Une avancée démocratique…

Pour ces Ivoiriens qui sont avides de Démocratie, le résultat de cette élection présidentielle – maintes fois repoussée – constitue une avancée démocratique d’autant plus que le positionnement des trois grands partis politiques que sont le Fpi, le Rdr, le Pdci, dont les candidats ont respectivement récolté 38%, 32% et 25% des suffrages exprimés, s’avère net. On peut en déduire que le temps du monopole d’un ou de deux partis sur l’échiquier politique est révolu. On peut être amené à dire que désormais, il ne serait plus aussi aisé pour quelque parti, quel que soit l’avantage qu’il aurait d’être au pouvoir, de se tailler la part du lion dans une élection ivoirienne. Les bienfaits de ce positionnement sont multiples : en prenant note de cette réalité les responsables de chacun de ces partis politiques se voient obligés de prendre conscience du poids des deux autres, et de ce fait réalisent l’attitude qu’ils doivent adopter envers l’électorat ivoirien dans son ensemble.

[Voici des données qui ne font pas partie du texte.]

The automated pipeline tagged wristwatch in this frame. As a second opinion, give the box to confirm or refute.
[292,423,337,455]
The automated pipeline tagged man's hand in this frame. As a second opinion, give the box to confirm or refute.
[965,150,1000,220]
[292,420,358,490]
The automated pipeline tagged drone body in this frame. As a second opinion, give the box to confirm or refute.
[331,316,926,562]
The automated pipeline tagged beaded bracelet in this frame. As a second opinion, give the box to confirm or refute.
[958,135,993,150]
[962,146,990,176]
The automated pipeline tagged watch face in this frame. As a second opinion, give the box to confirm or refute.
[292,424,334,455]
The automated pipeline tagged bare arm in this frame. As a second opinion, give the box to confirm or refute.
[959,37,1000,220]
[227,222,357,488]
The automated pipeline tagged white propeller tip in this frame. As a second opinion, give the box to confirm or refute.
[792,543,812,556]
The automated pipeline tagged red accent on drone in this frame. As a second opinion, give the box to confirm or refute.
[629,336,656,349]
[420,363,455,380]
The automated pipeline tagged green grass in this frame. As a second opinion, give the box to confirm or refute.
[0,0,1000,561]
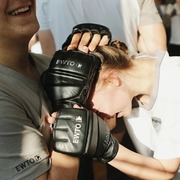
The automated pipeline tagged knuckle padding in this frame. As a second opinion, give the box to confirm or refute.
[53,108,97,155]
[41,50,101,110]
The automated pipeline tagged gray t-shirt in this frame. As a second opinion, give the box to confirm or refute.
[0,54,51,180]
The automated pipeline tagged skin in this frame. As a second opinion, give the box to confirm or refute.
[0,0,107,180]
[38,14,167,56]
[48,55,180,180]
[89,59,180,180]
[38,30,109,56]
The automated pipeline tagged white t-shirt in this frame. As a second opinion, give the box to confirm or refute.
[36,0,162,54]
[125,51,180,180]
[170,14,180,46]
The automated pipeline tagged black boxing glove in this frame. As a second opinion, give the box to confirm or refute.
[62,23,112,49]
[53,108,119,163]
[41,50,101,111]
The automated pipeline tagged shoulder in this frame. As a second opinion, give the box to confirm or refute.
[30,53,52,70]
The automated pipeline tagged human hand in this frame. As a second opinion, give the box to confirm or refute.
[62,23,111,53]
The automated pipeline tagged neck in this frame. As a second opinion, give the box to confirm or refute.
[126,58,155,105]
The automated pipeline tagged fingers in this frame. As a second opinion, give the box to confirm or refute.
[67,32,109,53]
[103,115,116,130]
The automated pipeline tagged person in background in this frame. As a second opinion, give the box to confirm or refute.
[37,0,166,56]
[166,0,180,56]
[0,0,107,180]
[48,40,180,180]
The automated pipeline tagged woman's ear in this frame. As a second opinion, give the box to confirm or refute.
[108,73,122,87]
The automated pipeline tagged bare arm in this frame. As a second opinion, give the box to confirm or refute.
[36,151,79,180]
[138,23,167,52]
[38,30,56,57]
[109,145,180,180]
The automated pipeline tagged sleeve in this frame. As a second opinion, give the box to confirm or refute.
[0,91,50,180]
[140,0,162,26]
[36,0,49,30]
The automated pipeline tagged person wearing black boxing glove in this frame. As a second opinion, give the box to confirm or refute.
[41,50,101,111]
[53,108,119,163]
[62,23,112,53]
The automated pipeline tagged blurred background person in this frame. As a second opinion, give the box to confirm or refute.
[36,0,167,180]
[166,0,180,56]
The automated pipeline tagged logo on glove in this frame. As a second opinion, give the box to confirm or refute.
[73,116,82,144]
[56,59,82,69]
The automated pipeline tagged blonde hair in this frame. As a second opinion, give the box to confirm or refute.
[91,40,132,71]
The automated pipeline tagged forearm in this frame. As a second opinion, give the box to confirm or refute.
[109,145,177,180]
[109,145,178,180]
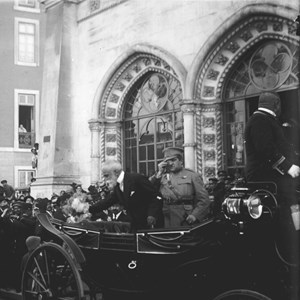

Cependant, au-delà de cet aspect positif du résultat de cette élection présidentielle, il faut tout de même implorer cette autre réalité qui est généralement propre – aujourd’hui – aux enjeux électoraux en Afrique : le vote ethnique !

Ce vote ethnique…

La configuration géographique du résultat de cette élection présidentielle suscite des interrogations. Les scores électoraux, caractérisés par un soutien massif, dogmatique, légendaire, émoussent quelque peu la satisfaction de ces nombreux Ivoiriens, avides de démocratie : le Rdr au Nord, le Pdci dans le V Baoulé, le Fpi à l’Ouest et soutenu par l’Est. Même s’ils ne devraient pas en être surpris, en réalité, ces Ivoiriens sont pertinemment conscients de l’éclat terne de ce beau résultat, qui montre tout clairement le chemin encore à parcourir, non seulement au niveau purement démocratique mais surtout à celui de l’unité nationale. Sans conteste, beaucoup ont encore en mémoire l’impact sérieux des agissements nuisibles des hommes politiques sur ce que nombre d’Ivoiriens considèrent comme primordial à la Réussite de tout projet national, de développement, de liberté entre Ivoiriens d’une part et entre ceux-là et leurs pairs originaires d’autres pays vivant sur le sol ivoirien : la dictature plus ou moins manifeste des hommes au pouvoir, l’abominable concept d’ivoirité qui a divisé le peuple ivoirien, la violence sous toutes ses formes, les intentions et attitudes subversives, les coups d’Etat.

La configuration géographique de ce résultat révèle tout simplement que le socle social sur lequel repose le pays, et dont les fils ont besoin pour construire une nouvelle Côte d’Ivoire, afin de créer les conditions propices pour faire valoir leurs potentielles compétences ou leurs dons, se trouve profondément cicatrisé.

Pour quiconque accorde une primauté à la quiétude sociale, parce que condition sine qua non à la réalisation de tout projet de quelque nature que ce soit, une question se pose :

Quel est le degré de conscience de cette réalité précaire sociale chez ceux qui seront appelés à gouverner notre pays ?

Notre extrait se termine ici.